Die Forscher identifizierten zunächst Schwächen bei verschiedenen Krebsarten – sogenannte genetische Abhängigkeiten, das heißt, auf welche Gene, Proteine oder zellulären Prozesse Krebszellen zum Überleben angewiesen sind –, die für die Entwicklung neuer Therapien genutzt werden könnten. Anschließend verknüpften sie diese Schwächen mit klinischen Markern, um Patienten zu identifizieren, bei denen diese Therapien am wirksamsten wären. Schließlich untersuchten sie, wie Abhängigkeitsmarkerpaare in bekannte Netzwerke molekularer Interaktionen innerhalb von Zellen passen, und lieferten Hinweise darauf, wie die Zellbiologie durch Krebs gestört wird und welche Ziele die wirksamsten Therapien hervorbringen könnten.
Die Arbeit liefert ein klareres Verständnis dafür, welche Krebsarten möglicherweise durch bestehende Strategien zur Arzneimittelentwicklung behandelt werden können, und zeigt Bereiche auf, in denen neue und innovative Ansätze erforderlich sind.
Die Ergebnisse unterstreichen, wie wichtig es ist, die Behandlungen an die einzigartigen Merkmale jeder Krebsart anzupassen, und versprechen in Zukunft eine individuellere Versorgung von Patienten mit weniger Nebenwirkungen.

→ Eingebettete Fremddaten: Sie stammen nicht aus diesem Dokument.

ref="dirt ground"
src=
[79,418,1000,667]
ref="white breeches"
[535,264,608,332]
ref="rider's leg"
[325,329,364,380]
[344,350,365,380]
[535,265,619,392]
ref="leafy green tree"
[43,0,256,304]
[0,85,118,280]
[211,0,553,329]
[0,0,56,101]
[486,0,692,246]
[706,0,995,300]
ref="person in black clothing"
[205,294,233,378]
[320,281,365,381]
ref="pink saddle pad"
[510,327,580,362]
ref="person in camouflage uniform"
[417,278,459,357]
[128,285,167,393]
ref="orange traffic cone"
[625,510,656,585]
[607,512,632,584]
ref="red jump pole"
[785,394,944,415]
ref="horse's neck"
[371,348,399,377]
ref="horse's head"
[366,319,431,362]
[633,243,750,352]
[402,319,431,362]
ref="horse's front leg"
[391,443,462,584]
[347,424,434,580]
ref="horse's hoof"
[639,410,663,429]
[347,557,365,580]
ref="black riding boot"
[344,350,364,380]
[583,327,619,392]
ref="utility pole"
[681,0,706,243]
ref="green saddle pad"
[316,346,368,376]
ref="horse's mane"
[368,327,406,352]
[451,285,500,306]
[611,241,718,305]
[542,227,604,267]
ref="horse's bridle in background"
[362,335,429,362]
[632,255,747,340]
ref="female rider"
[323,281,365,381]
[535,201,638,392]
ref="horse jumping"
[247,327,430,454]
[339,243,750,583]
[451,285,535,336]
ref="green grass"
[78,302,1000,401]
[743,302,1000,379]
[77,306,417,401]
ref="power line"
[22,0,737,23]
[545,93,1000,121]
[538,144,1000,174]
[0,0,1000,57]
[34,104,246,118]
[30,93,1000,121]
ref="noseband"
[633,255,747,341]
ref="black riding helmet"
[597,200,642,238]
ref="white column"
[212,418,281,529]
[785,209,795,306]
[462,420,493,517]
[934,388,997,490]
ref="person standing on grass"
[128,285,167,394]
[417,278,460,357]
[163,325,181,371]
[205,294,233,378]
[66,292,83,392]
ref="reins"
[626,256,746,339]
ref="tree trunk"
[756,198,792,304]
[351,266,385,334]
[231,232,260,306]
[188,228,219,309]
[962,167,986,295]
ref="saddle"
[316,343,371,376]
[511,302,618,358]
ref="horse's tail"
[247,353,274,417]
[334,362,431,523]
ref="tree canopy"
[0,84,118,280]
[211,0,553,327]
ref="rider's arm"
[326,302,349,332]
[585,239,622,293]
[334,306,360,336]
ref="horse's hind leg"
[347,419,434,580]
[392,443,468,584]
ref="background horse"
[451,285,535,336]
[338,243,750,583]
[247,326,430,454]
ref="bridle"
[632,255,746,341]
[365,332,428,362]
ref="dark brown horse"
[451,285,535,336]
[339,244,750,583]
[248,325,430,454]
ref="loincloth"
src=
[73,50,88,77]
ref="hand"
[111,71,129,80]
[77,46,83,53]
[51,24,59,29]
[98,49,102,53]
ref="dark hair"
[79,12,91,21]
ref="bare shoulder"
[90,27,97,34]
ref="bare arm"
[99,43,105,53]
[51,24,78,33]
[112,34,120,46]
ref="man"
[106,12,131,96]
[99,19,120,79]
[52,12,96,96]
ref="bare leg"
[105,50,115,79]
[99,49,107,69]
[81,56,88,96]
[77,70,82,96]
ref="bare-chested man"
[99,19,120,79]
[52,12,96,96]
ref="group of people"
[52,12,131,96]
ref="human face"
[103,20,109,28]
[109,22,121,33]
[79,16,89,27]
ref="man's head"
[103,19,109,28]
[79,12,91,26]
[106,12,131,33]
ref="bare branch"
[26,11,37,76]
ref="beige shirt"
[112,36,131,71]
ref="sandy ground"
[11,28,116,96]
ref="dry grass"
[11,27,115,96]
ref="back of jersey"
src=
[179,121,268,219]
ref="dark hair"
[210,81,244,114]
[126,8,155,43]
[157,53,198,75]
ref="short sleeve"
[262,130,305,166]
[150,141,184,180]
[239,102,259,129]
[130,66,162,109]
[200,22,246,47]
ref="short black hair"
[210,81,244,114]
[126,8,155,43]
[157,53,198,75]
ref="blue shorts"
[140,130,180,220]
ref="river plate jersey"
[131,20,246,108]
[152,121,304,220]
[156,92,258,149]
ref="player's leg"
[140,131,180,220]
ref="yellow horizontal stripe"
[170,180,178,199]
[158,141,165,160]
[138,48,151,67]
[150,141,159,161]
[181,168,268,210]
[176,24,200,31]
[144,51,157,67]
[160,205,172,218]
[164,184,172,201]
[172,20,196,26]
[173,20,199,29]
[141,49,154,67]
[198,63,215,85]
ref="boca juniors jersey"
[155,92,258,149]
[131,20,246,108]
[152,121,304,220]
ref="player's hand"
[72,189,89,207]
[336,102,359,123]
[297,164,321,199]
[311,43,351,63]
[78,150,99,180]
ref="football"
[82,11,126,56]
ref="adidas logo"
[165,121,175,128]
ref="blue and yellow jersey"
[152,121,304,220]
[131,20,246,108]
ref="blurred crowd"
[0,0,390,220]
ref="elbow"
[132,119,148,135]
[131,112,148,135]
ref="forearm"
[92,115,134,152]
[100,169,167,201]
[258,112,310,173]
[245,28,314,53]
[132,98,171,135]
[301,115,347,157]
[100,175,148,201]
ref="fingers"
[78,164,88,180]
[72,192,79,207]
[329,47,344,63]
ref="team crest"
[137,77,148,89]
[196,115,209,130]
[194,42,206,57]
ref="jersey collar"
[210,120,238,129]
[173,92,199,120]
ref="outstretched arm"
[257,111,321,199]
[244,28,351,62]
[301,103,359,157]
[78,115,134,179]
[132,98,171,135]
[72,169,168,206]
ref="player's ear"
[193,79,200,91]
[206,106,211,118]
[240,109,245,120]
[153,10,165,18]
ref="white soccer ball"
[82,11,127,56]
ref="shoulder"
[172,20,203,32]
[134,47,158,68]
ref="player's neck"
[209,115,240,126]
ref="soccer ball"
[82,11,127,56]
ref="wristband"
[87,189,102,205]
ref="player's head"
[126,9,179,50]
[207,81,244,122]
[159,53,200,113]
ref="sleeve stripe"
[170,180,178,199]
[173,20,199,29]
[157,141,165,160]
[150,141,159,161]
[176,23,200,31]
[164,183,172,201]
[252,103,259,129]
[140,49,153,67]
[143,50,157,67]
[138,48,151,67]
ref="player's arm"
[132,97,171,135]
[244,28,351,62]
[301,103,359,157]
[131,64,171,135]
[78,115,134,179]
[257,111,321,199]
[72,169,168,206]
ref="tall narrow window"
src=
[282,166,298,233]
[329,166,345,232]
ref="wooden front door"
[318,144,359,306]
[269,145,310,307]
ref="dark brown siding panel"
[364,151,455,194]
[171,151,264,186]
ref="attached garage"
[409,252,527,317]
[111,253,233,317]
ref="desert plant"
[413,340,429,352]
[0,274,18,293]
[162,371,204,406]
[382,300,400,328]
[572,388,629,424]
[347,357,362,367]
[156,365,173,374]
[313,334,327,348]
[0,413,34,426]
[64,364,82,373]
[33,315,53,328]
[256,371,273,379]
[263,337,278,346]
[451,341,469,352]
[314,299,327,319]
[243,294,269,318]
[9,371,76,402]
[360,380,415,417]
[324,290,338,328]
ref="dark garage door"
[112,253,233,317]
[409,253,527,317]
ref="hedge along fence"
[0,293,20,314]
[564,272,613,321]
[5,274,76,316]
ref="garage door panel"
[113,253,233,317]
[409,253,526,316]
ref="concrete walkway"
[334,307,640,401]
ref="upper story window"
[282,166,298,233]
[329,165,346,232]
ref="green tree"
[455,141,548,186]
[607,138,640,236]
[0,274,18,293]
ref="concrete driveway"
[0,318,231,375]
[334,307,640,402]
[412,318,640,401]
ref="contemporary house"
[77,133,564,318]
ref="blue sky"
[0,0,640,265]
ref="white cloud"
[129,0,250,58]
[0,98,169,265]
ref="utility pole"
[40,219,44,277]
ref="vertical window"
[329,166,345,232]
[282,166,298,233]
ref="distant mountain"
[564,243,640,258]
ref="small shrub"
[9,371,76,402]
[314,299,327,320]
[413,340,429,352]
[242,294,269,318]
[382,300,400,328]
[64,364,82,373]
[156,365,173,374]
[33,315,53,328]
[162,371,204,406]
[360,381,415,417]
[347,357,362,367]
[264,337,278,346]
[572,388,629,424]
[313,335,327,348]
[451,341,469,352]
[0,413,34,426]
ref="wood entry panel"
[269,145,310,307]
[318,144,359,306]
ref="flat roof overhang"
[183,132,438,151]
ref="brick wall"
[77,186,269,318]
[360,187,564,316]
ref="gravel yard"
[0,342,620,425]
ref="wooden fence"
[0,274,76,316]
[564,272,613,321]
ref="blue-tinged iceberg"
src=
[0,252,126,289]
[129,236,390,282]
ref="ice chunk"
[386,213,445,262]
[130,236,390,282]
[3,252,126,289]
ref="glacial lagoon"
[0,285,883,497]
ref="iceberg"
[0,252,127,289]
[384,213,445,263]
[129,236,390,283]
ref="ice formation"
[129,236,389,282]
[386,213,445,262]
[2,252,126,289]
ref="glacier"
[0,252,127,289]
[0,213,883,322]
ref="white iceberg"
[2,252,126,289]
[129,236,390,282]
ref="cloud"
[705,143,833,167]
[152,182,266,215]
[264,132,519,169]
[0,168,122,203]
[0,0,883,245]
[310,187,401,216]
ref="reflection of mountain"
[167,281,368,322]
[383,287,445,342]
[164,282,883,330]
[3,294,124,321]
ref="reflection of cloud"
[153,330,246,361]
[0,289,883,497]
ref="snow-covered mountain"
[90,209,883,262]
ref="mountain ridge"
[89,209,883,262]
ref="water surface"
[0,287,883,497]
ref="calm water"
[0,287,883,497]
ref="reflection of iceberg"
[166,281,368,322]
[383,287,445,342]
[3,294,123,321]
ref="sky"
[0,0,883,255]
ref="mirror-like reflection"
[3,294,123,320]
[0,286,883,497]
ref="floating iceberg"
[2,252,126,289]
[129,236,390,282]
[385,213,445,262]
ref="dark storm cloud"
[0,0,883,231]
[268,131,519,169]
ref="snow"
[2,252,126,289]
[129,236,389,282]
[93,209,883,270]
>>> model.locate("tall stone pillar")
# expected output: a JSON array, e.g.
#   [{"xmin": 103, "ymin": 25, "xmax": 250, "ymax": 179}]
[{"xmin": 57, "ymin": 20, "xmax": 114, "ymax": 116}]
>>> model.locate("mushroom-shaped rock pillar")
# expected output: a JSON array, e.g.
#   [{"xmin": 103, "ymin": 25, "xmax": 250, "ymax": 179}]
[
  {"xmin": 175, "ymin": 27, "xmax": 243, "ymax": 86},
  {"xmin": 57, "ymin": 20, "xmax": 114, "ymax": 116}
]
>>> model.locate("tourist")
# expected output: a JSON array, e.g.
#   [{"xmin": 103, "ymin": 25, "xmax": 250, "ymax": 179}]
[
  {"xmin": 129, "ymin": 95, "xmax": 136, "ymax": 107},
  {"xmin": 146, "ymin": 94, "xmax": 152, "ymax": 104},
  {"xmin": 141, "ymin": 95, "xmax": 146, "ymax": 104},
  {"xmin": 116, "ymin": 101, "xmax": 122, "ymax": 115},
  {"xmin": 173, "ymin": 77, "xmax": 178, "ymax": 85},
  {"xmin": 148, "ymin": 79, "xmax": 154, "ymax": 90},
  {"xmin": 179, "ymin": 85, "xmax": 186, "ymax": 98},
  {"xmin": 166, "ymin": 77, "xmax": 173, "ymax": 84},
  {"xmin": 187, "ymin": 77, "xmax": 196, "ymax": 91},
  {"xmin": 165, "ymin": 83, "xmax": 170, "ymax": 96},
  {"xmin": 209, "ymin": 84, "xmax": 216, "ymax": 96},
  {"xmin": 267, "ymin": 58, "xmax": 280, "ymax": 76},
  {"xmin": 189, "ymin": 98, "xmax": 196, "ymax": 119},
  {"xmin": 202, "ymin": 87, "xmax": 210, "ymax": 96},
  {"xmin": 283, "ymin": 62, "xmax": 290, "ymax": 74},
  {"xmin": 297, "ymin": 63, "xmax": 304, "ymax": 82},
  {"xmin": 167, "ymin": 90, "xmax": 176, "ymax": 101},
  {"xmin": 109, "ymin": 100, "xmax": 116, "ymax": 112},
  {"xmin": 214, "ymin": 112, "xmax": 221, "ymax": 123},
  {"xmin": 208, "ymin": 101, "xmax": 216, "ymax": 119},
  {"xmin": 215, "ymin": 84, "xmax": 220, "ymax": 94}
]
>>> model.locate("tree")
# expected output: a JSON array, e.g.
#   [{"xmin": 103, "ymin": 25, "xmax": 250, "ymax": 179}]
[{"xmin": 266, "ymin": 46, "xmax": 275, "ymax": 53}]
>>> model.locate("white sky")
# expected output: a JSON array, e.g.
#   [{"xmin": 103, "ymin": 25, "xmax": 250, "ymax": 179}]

Dr. Francesco Iorio, Co-Hauptautor der Studie vom Computational Biology Research Center of Human Technopole, sagte: „Durch die Analyse des bisher umfangreichsten Datensatzes zur Krebsabhängigkeit präsentieren wir die bisher umfassendste Karte der Anfälligkeiten menschlicher Krebserkrankungen – ihrer „Achillesferse“. Wir ermitteln eine neue Liste von Zielen mit höchster Priorität für potenzielle Behandlungen sowie Hinweise darauf, welche Patienten am meisten davon profitieren könnten – alles möglich durch die Entwicklung und den Einsatz innovativer Methoden der Computer- und Maschinenintelligenz.“
Dr. Mathew Garnett, Co-Hauptautor der Studie am Wellcome Sanger Institute und Open Targets, sagte: „Unsere Arbeit deckt 370 potenzielle vorrangige Ziele für die Bekämpfung der häufigsten Krebsarten auf, darunter Brust-, Lungen- und Dickdarmkrebs. Diese Arbeit nutzt die neuesten Erkenntnisse der Genomik und Computerbiologie, um zu verstehen, wie wir Krebszellen am besten bekämpfen können. Dies wird Arzneimittelentwicklern helfen, ihre Bemühungen auf die Ziele mit dem höchsten Wert zu konzentrieren, um neue Medikamente schneller an Patienten zu bringen.“
Zwei Menschen haben möglicherweise die gleiche Krebsart, ihre Krankheiten können sich jedoch unterschiedlich verhalten. Deshalb brauchen wir Präzisionsmedizin. Diese ehrgeizige Arbeit ist ein überzeugendes Beispiel dafür, dass die Forschung von Anfang an in die Arzneimittelentwicklung einfließt und den Weg für wirksamere Präzisionskrebstherapien ebnet. Wenn Menschen Behandlungen für ihren individuellen Krebs erhalten, können sich die Erfolgsaussichten verbessern und mehr Menschen, die von Krebs betroffen sind, zu einem längeren und besseren Leben verhelfen.“
Dr. Marianne Baker, Science Engagement Manager, Cancer Research UK
Quelle:
Willkommen Sanger Institut
Zeitschriftenreferenz:
Pacini, C., et al. (2024). Eine umfassende klinisch fundierte Karte der Abhängigkeiten in Krebszellen und ein Rahmenwerk für die Zielpriorisierung. Krebszelle. doi.org/10.1016/j.ccell.2023.12.016.